Présenté à Cannes Premières en mai 2023, au 27ème Festival de Lima et récemment au Festival Filmar en América latina en novembre dernier, Perdidos en la noche, d’Amat Escalante, livre un palpitant thriller à travers une enquête qui évolue en sourdine alors que les démons du Mexique contemporain éliminent les personnes qui dérangent, entre exploitations des ressources par des multinationales, corruption institutionnalisée, prosélytisme religieux et luttes des classes.

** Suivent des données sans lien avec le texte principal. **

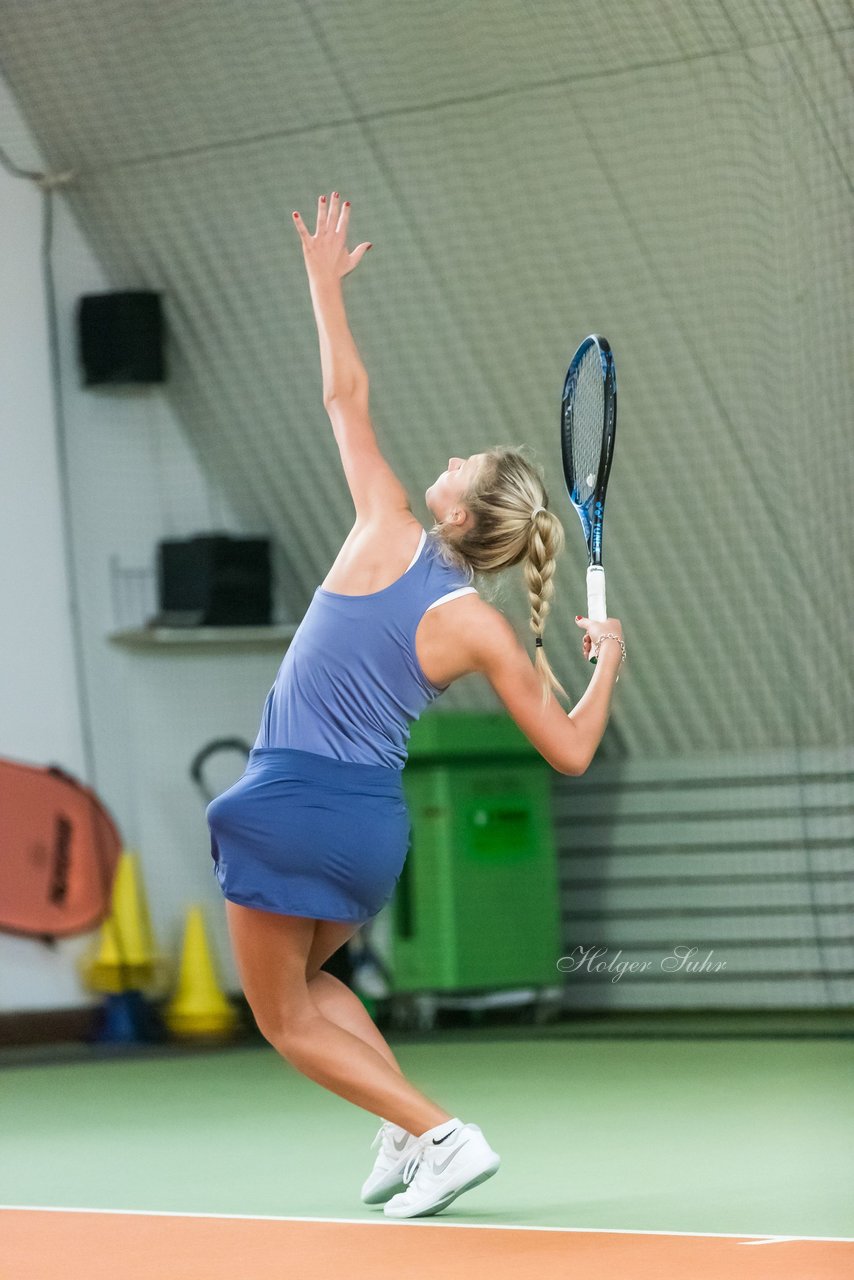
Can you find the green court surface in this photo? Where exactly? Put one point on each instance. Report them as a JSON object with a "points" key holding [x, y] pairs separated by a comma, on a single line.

— Juan Daniel García Treviño – Perdidos en la noche
Image courtoisie trigon-film

Paloma (Vicky Araico), enseignante et militante écologiste, proteste contre l’industrie minière locale et défend les emplois locaux menacés par une société minière internationale. Peu de temps après, elle disparaît sans laisser de trace… Emiliano (Juan Daniel García Treviño), vingt ans, qui vit dans la petite ville minière, est le fils de Paloma. Cinq ans après la disparition de sa mère, habité par un profond sentiment de justice, il cherche les responsables. Ne recevant aucune aide ni de la police ni du système judiciaire, mais soutenu par sa fiancée, Jazmin (Mafer Osio), Emiliano poursuit ses recherches qui l’amènent à demander des informations un peu partout. Malgré le silence de plomb auquel il est confronté, Emiliano est bien décidé à faire justice lui-même. Alors qu’il rend visite à un ami accidenté, le voisin de chambre de ce celui-ci, un policier grièvement brûlé, lui écrit un mot avant de passer de vie à trépas. Cette note emmène Emiliano à la résidence d’été de la riche et excentrique famille Aldama. Le clan est dirigé par la séduisante matriarche d’une beauté fatale, Carmen Aldama (Bárbara Mori), une actrice et chanteuse célèbre.

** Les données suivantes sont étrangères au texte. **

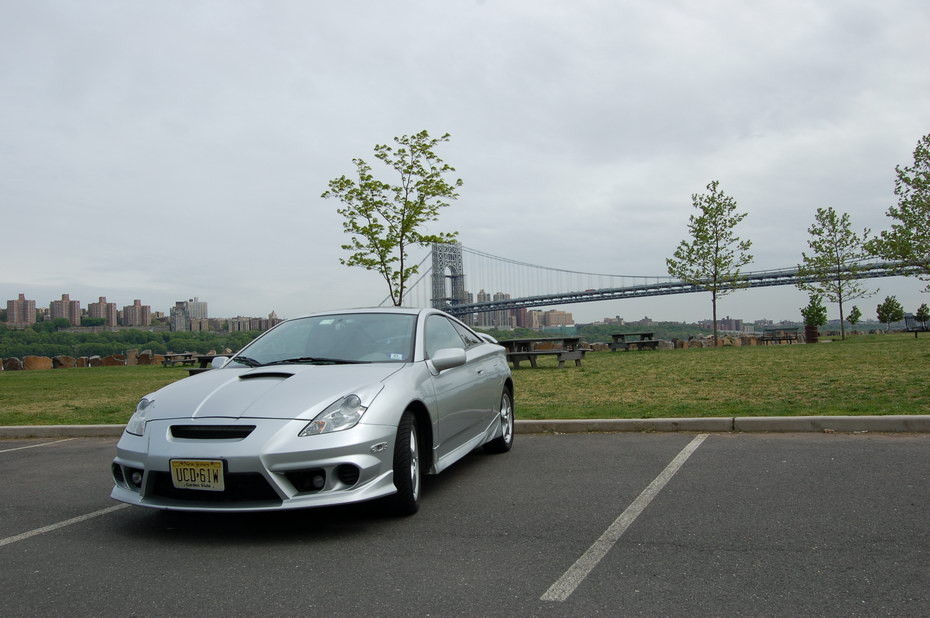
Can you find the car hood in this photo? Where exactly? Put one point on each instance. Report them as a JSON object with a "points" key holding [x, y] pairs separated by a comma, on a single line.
{"points": [[278, 391]]}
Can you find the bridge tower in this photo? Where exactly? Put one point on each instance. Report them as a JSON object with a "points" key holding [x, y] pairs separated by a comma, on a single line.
{"points": [[448, 276]]}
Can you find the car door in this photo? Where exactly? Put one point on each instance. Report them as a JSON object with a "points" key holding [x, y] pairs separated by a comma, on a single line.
{"points": [[461, 392]]}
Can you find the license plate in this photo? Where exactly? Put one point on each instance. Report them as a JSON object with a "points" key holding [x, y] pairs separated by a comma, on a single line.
{"points": [[203, 474]]}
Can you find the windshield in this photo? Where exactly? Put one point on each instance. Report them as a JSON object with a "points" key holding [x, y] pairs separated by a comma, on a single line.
{"points": [[334, 339]]}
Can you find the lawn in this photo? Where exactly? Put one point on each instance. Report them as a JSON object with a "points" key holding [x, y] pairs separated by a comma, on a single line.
{"points": [[869, 374]]}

Dès les premières séquences, Escalante promène nonchalamment sa caméra dans cette villa aux murs de béton dénudés et à la décoration épurée, à travers les pièces aérées et gorgées de lumière que prodigue le puissant soleil qui traverse les larges baies vitrées. Par les fenêtres, le regard se perd sur une zone semi-aride où quelques figuiers de barbarie et des arbustes effeuillés semblent être l’unique végétation de la région. Dans un coin, on aperçoit une affiche de Possession d’Andrzej Zulawski puis la caméra d’Escalante s’attarde sur un aquarium où flotte un fœtus en résine que l’on reverra ponctuellement au cours du récit. Les clins d’œil se succèdent et un tirage d’une photo d’Enrique Metinides attire notre attention, représentant la victime d’un accident de la route, écrasée entre deux poteaux, désarticulée.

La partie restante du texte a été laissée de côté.